“My name is Dahee and I am a nurse with the Youth Addictions Stabilization Unit (YASU). I have been a nurse for three years and I have been working with Marymound for almost three years.

I’d initially decided that I was going to become a psychiatric nurse because I have had a lot of contact and a lot of experience with vulnerable youth and youth that maybe have had contact with child welfare system. I did notice that there appeared to be gap in services. I wanted to do what I could to give back and reach out to the community in a tangible way, and to give back in a way that felt realistic and personal to me.

Our role is we provide supportive care to youth that are struggling with severe and persistent substance use. We provide education, we do a lot of mental health, physical health assessments, family work and liaising with community resources and family to formulate a plan for improved or supported functioning in the community after they discharge. We provide lots of education regarding harm reduction like safer sex kits.

A lot of times the youth that we are receiving haven’t had contact with their supports for a very long time or their adherence to everyday routines is so disrupted because they’ve been on the run or maybe they’ve had multiple placements. Sometimes kids come in and this is the most stable placement they’ve had for a while, so it gives us the opportunity to figure out what they might need that they just haven’t got around to in the community and then try to get all that.

It can be really hard to meet all those little parts of their lives. Are you getting the level of education that you are satisfied with, are you getting your physical health needs met, have you seen a dentist or an eye doctor? Have you been having ailments that you would like to mention to a doctor if given the opportunity but you just haven’t had the opportunity to because you’ve been so on the go? And how can we kind of meet those needs while you’re here? Let’s think of your seven days here as an opportunity for us to help you meet all these factors in your life and complete all those needs before you are out into the community, so that we can ease the burden and ease the stress of having to survive as a young person. 
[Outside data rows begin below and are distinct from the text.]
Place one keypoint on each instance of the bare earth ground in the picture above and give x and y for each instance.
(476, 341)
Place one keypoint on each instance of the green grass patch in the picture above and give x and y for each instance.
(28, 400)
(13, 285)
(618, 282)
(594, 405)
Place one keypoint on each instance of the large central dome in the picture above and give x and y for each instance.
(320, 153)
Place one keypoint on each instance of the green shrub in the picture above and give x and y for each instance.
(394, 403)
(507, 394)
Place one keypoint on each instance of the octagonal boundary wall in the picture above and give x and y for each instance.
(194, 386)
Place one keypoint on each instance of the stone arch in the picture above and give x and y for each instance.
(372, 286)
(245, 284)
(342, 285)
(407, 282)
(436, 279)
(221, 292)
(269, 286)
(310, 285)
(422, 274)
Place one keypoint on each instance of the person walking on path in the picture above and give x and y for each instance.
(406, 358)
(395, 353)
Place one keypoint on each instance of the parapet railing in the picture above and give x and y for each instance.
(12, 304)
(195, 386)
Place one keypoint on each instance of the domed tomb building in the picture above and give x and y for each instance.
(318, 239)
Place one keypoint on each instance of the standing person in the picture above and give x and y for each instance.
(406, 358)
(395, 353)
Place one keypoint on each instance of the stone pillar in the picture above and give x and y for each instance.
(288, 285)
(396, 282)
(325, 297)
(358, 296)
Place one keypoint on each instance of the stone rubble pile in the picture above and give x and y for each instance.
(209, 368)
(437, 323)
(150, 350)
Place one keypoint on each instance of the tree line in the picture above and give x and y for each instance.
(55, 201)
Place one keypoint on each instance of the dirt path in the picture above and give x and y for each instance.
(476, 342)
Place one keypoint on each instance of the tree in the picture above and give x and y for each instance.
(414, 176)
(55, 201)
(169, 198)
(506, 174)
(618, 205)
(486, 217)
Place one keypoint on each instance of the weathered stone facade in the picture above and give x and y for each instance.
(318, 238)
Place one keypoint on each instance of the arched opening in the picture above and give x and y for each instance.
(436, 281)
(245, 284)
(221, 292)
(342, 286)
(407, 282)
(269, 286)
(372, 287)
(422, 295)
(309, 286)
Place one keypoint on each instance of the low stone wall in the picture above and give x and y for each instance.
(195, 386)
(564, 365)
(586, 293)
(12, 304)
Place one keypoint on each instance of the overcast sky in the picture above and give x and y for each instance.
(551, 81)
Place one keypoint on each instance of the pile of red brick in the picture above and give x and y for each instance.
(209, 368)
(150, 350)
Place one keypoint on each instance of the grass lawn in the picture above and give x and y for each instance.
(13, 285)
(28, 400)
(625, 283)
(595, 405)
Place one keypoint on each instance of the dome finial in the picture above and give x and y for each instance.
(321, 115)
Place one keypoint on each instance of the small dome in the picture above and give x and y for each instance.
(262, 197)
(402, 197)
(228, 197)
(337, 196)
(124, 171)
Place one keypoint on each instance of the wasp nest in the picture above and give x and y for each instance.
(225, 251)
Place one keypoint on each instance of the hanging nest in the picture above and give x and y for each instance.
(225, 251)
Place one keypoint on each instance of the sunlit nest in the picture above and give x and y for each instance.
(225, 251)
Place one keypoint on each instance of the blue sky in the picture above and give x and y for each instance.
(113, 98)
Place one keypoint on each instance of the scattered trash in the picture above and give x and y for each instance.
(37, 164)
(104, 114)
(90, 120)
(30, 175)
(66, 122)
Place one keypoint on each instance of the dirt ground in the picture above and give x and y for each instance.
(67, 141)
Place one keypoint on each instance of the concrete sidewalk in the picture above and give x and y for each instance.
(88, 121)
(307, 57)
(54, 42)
I am a big believer in psychosocial rehabilitation. I want the youth to be able to make informed decisions about their own lives, whether that decision is I’m not ready to make permanent or such concrete changes to my substance use or the level of functioning that I am currently at. Harm reduction is to meet clients where they are at and say okay, if you are not quite ready to be abstinent, or if you’re not quite ready to make the changes to your use that you know the people around you are advocating for, then what can we do to meet you where you’re at right now so that you’re practicing a little bit safer.

And at the end of the day we have to support youth in whatever decision they choose and we have to 

honour kids when they say this is my desired level of functioning and I’m happy being this way and I’m happy, you know, making these choices in my life. We have to support them the best way that we can and harm reduction plays a big role in that.”